Enclosure, Lisnanroum, Co. Clare
Co. Clare |
Enclosures
On the limestone pavement of Lisnanroum in County Clare, a neat circle of drystone wall sits quietly on low ground, looking for all the world like something ancient.
It is around twenty metres across, its wall still standing to roughly 1.2 metres, and it has the kind of quiet, purposeful geometry that tends to attract archaeological interest. That interest, when it arrived in 1997, produced a somewhat deflating verdict: there was no evidence of stone facing or of spread from an earlier wall, and the whole thing is probably no older than the nineteenth century.

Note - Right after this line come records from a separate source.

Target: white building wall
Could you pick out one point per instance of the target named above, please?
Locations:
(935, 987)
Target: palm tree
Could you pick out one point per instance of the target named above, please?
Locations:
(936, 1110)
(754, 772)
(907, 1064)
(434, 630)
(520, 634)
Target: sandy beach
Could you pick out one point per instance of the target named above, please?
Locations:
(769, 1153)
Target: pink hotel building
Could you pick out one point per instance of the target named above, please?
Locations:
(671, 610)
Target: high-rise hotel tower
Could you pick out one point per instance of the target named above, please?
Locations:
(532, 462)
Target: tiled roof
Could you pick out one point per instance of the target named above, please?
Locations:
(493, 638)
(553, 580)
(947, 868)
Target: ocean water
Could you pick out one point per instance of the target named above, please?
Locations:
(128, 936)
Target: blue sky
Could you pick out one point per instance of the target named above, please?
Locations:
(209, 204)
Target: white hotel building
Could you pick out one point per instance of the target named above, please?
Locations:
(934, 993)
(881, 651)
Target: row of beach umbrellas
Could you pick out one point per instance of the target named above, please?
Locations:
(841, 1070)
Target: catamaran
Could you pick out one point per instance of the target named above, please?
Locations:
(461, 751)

The enclosure had been formally listed as a heritage feature in both the Sites and Monuments Record in 1992 and the Record of Monuments and Places in 1996, classifications that reflect its appearance rather than any confirmed antiquity. A high-altitude aerial photograph had made it visible enough to register. But closer inspection found no trace of the construction techniques associated with prehistoric or early medieval enclosures, where inner and outer stone faces would typically contain a rubble core, or where centuries of collapse would leave a characteristic spread of stone around the base. Instead, the gable end of a nineteenth-century house sits just to the north-west, and the enclosure wall shares its character closely enough to suggest a common date and perhaps a common builder. Drystone enclosures of this kind were practical, everyday structures, used to contain livestock or protect a kitchen garden from grazing animals, built by farming families from whatever stone lay underfoot, and the Burren's limestone pavement offered plenty of that.